Couto highlights that this planning is also a mental burden for women. “We learn from childhood to think about what needs to be done. This is a division that exists in society, no matter how much you can try to reduce this burden on yourself, the outside world will demand it from you”, she says.

Gomes states that, even though she shares the care with her daughter’s father, “the mother has more responsibility to stay at home, to be with the child”, he says. “My husband picks her up from daycare. Sometimes, there’s traffic, and I get worried that he won’t be able to get there on time.”

She also highlights that she cannot entrust her daughter’s care to a nanny, for example. “I could hire someone to stay with her all day, but we often see in reports that the father himself abuses the children. Imagine someone we don’t know? I have this insecurity,” she says.

Women’s professional lives end up being affected by this extra shift.

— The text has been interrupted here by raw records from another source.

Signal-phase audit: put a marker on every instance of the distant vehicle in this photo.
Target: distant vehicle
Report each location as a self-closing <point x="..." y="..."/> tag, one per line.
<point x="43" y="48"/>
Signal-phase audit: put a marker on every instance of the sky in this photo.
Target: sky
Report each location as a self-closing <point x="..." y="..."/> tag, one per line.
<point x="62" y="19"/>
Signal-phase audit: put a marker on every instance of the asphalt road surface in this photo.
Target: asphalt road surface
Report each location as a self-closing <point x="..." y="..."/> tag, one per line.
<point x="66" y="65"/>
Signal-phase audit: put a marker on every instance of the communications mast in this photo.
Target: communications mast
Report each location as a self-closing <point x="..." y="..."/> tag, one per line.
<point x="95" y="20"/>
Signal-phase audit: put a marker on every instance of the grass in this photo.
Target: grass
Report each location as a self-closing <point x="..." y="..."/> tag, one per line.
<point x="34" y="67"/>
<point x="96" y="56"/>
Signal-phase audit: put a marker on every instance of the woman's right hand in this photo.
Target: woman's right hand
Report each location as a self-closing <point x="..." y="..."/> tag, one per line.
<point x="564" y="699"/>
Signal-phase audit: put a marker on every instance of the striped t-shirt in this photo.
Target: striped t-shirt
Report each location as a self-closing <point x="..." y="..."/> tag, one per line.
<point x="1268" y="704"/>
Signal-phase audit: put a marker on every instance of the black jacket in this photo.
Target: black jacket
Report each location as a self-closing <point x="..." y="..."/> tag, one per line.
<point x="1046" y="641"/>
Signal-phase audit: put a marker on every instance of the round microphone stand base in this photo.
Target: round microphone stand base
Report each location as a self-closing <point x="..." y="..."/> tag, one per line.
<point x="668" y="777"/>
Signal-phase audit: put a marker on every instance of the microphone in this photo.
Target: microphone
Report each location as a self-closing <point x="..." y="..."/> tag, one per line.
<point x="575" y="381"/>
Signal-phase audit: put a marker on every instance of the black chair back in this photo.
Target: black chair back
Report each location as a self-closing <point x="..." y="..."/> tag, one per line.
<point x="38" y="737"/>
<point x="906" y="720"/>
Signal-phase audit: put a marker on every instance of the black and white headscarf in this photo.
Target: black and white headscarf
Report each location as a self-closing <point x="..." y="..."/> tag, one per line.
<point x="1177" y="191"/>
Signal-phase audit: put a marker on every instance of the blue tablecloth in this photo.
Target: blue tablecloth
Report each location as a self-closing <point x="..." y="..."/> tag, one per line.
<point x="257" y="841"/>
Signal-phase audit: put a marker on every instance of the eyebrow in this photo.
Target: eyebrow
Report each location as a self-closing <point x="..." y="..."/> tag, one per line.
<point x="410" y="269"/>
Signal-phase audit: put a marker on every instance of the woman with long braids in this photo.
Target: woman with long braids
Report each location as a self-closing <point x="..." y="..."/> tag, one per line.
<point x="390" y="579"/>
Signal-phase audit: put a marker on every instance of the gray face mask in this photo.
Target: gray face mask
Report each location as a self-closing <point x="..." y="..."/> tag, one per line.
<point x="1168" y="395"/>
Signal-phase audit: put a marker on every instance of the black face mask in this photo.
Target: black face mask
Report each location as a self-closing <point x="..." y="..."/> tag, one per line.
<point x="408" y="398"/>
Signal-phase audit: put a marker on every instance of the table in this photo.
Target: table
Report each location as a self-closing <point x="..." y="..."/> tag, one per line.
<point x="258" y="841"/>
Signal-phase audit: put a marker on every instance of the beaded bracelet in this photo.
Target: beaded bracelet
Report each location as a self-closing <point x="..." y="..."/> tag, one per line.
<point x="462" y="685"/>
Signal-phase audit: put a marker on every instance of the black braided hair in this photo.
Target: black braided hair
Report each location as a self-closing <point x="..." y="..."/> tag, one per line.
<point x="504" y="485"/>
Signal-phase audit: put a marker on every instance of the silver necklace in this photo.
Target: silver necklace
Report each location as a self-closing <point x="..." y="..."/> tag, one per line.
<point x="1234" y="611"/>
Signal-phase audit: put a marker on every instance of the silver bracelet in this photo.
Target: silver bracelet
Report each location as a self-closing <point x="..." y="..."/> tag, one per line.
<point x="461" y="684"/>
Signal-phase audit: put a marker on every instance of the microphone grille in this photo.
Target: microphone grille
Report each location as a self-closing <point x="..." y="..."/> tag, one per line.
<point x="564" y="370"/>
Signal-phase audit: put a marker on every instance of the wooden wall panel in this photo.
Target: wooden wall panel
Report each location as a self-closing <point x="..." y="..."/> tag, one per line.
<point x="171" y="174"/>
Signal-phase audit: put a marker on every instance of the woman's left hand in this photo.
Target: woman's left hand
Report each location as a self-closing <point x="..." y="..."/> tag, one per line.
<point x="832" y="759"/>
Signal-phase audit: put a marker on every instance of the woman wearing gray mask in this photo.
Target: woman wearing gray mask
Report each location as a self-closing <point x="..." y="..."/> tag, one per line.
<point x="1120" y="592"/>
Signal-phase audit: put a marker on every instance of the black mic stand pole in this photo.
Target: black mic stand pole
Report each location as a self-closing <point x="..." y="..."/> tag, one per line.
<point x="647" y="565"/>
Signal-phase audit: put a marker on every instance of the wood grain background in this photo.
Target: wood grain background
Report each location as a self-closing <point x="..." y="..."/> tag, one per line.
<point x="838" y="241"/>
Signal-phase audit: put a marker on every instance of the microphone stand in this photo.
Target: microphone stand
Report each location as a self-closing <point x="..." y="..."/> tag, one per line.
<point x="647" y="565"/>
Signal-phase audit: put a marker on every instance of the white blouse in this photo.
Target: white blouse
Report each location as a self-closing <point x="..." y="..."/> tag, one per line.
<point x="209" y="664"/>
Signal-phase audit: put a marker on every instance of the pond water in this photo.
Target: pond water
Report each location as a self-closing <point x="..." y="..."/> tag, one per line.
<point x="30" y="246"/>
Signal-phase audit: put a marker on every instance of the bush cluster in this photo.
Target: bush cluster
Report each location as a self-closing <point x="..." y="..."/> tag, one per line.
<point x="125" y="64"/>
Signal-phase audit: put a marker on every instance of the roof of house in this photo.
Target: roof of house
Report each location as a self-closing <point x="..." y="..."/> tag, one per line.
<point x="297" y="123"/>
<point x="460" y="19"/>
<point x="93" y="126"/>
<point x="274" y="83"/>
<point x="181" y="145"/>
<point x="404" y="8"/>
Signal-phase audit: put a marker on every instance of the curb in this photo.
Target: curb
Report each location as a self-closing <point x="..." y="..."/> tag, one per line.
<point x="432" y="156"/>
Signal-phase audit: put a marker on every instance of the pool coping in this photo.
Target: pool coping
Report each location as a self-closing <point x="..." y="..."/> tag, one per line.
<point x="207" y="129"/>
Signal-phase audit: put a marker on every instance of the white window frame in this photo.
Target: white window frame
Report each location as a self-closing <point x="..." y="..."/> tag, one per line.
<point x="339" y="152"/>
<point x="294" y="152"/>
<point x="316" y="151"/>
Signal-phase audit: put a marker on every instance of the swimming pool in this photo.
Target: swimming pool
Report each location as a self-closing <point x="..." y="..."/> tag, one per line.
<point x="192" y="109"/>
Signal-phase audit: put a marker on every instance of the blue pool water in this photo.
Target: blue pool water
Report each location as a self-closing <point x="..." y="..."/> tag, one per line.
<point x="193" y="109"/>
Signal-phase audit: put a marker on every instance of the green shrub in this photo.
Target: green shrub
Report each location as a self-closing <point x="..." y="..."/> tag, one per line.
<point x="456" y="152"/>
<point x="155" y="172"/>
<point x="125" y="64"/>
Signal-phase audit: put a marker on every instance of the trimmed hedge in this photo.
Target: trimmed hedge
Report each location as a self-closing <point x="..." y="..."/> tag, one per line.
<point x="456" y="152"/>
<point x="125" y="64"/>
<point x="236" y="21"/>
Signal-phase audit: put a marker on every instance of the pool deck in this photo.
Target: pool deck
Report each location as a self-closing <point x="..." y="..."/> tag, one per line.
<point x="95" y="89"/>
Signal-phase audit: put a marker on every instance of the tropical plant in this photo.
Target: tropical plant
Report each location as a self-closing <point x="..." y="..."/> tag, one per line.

Gomes says that her company understands when she needs to work from home and her boss is flexible. “But I’m not there at the company on the days my team has to be there, that makes me insecure.”

Gerard also planned his professional life with care for his mother-in-law in mind. “I chose to work in a location extremely close to where she is to provide this more intensive assistance,” he says.

Psychologist Aline Couto understands that, despite the overload, these care jobs are emotionally important for women. “If it were just bad, we might not do it. But there are other consequences, there’s this sense of community that is generally very important for women too,” she explains.

Gerard says that caring for his mother-in-law is tiring. “But what motivates us every day is knowing that we are providing the best for her. One day, she will no longer be here, her time is running out, so we do our best to provide more comfort.”

Couto emphasizes that it is important to realize when this care work is excessively burdensome. “Exhaustion has to do with mental acceleration, the feeling that you can’t rest, when it becomes something that you can’t turn off your thoughts. It’s different from tiredness where you rest and feel better the next day,” he says. . The psychologist states that it is necessary to pay attention to feelings to avoid these burnouts.